And I had a plan. I knew what should be the fate of the fallen. I had met defeat; also, personally, I had been the target of every flinging slander which the enemy might invent. It was a time when men would fear my friendship as much as on another day they had feared my power. I was an Ishmael of politics. The timid and the time-serving would shrink away from me.

There might, however, be found one who possessed the courage and the gratitude, someone whom I had made and who remembered it, to take my orders. I decided to search for such a man. Likewise (and this was my plan) I resolved—for I knew better than most folk how the town would be in my hands again—to make that one mayor when a time should serve.

“Come with me,” said I. “You shall have a berth; and I've nothing now to do but seek for it.”

There was a somber comicality to the situation which came close to making me laugh—I, the late dictator, abroad begging a five-hundred-dollar place!

Twenty men I went to; and if I had been a leper I could not have filled them with a broader terror. One and all they would do nothing.
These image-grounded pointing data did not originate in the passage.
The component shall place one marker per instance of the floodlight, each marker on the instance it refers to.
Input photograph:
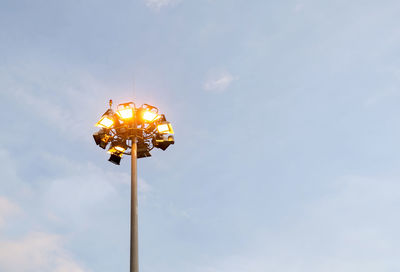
(142, 149)
(118, 147)
(126, 111)
(107, 120)
(102, 138)
(150, 116)
(162, 141)
(165, 128)
(115, 159)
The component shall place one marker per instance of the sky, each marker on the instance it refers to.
(285, 113)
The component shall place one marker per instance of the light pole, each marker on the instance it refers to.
(138, 130)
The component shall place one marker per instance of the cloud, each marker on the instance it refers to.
(158, 4)
(353, 227)
(218, 82)
(7, 208)
(37, 251)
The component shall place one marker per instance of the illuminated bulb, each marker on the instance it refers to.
(126, 113)
(105, 122)
(150, 116)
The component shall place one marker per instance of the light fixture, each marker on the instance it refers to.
(165, 128)
(135, 132)
(115, 159)
(149, 116)
(126, 111)
(143, 150)
(118, 147)
(149, 113)
(163, 141)
(107, 120)
(102, 138)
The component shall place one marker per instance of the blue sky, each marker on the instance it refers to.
(286, 123)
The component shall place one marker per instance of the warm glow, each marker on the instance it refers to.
(165, 128)
(150, 116)
(120, 148)
(105, 122)
(126, 113)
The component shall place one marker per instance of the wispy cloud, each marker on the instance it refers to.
(37, 251)
(158, 4)
(219, 82)
(7, 208)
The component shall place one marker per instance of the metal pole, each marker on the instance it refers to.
(134, 210)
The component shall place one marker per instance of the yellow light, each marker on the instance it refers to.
(105, 122)
(126, 113)
(120, 148)
(150, 116)
(165, 128)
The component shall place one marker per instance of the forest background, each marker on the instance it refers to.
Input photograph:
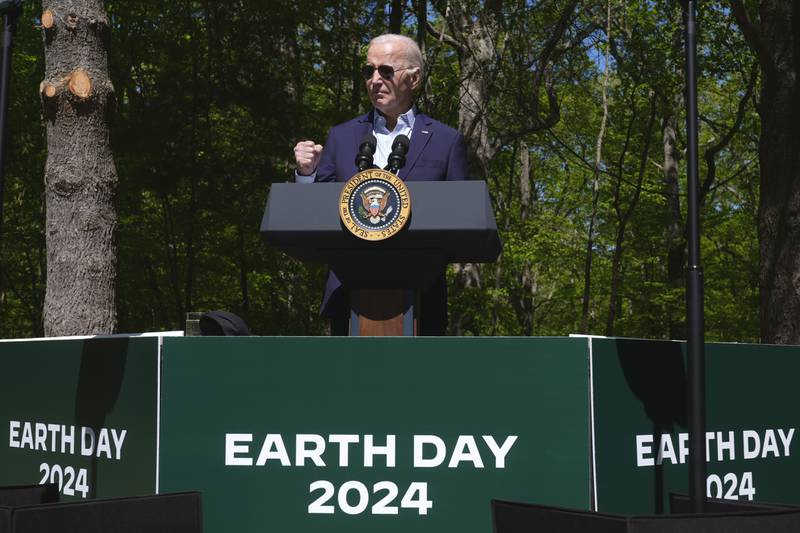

These fools thought my downfall permanent; they owed everything to me, but forgot it on my day of loss. They were of the flock of that Frenchman who was grateful only for favors to come. Tarred with the Tammany stick as much as was I, myself, each had turned white in a night, and must mimic mugwumpery, when now the machine was overborne. Many were those whom I marked for slaughter that day; and I may tell you that in a later hour, one and all, I knocked them on the head.

Now in the finish of it, I discovered one of a gallant fidelity, and who was brave above mugwump threat. He was a judge; and, withal, a man indomitably honest. But as it is with many bred of the machine, his instinct was blindly military. Like Old Mike, he regarded politics as another name for war. To the last, he would execute my orders without demur.

With this judge, I left my Sicilian to dust tables and chairs for forty dollars a month. It was the wealth of Dives to the poor broken sailorman, and he thanked me with tears on his face. In a secret, lock-fast compartment of my memory I put away the name of that judge. He should be made first in the town for that one day's work.

My late defeat meant, so far as my private matters were involved, nothing more serious than a jolt to my self-esteem. Nor hardly that, since I did not blame myself for the loss of the election. It was the fortune of battle; and because I had seen it on its way, that shaft of regret to pierce me was not sharpened of surprise.

My fortunes were rolling fat with at least three millions of dollars, for I had not held the town a decade to neglect my own good. If it had been Big Kennedy, now, he would have owned fourfold as much. But I was lavish of habit; besides being no such soul of business thrift as was my old captain. Three millions should carry me to the end of the journey, however, even though I took no more; there would arise no money-worry to bark at me. The loss of the town might thin the flanks of my sub-leaders of Tammany, but the famine could not touch me.

While young Van Flange had been the reason of a deal that was unhappy in my destinies, I had never met the boy. Now I was to see him. Morton sent him to me on an errand of business; he found me in my own house just as dinner was done. I was amiably struck with the look of him. He was tall and broad of shoulder, for he had been an athlete in his college and tugged at an oar in the boat.